Garuda Vega goes on a promising note till the interval and post that, the director seems to lose focus and the second hour gets too heavy and the plot meanders too much. So much so, the seriousness of the proceedings gets diluted with Prudhvi’s farce comedy and Sunny Leone’s item number that appears completely irrelevant to the story. The major issue is Praveen tried to spice up things with hacking techniques which the audience may find it complex and confusing. At the same time, one cannot stop praising him for presenting a serious subject lightly.
The film balances between family emotions and action element quite well. If you do not try to find too much of the logic and go to the theatre with an open mind to get entertained, then you will not be disappointed at all. However, the pre-climax scenes are stuffed with usual melodrama that is needlessly dragged. Leaving the plot open for a sequel, Garuda Vega concludes with the killings of the NIA security personnel who were deployed to protect Sekhar and his family from the evil clutches.
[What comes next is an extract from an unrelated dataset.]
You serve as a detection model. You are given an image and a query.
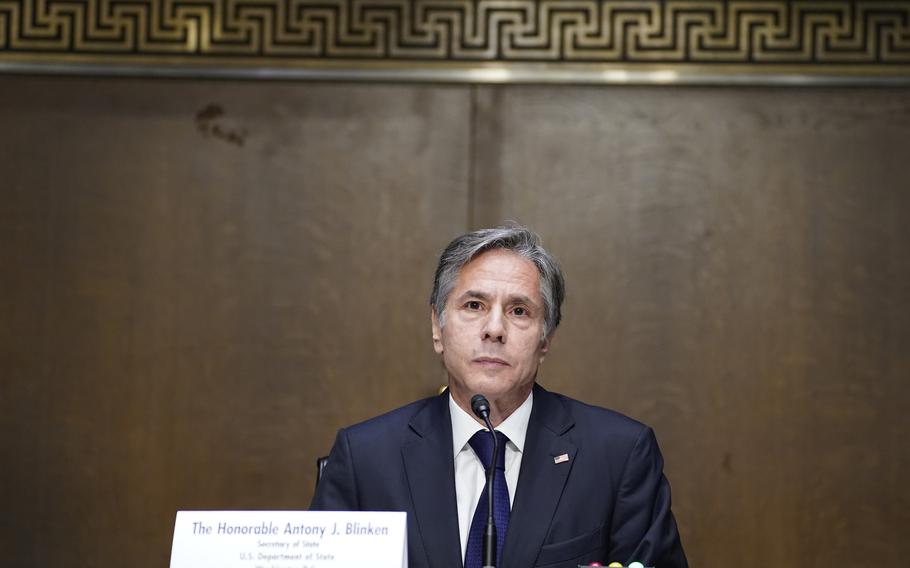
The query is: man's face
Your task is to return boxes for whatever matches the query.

Rajasekhar pulls off the role with great enthusiasm and confidence. He surprises with yet another charming performance as an NIA sleuth. Pooja Kumar is convincing as a nagging wife. However, her chemistry with Rajasekhar fails to weave a magic. Shraddha Das has a blink-and miss-role. Nasser is at ease and Srinivas Avasarala is passable. Kishore is alright and Prudhvi couldn’t leave an impact.
Charandeep and Ravi Varma play their part pretty well. Although Adith gets little tedious at times, his performance is satisfactory. And watching the beautiful Sunny Leone will make masses go crazy. Accentuated by Sri Charan Pakala’s alluring background score, the film is slick and visually stylised — credit to the cinematographer Anji. Overall, Praveen Sattaru has narrated a pulsating thriller that manages to keep the audience engrossed, without losing his mark.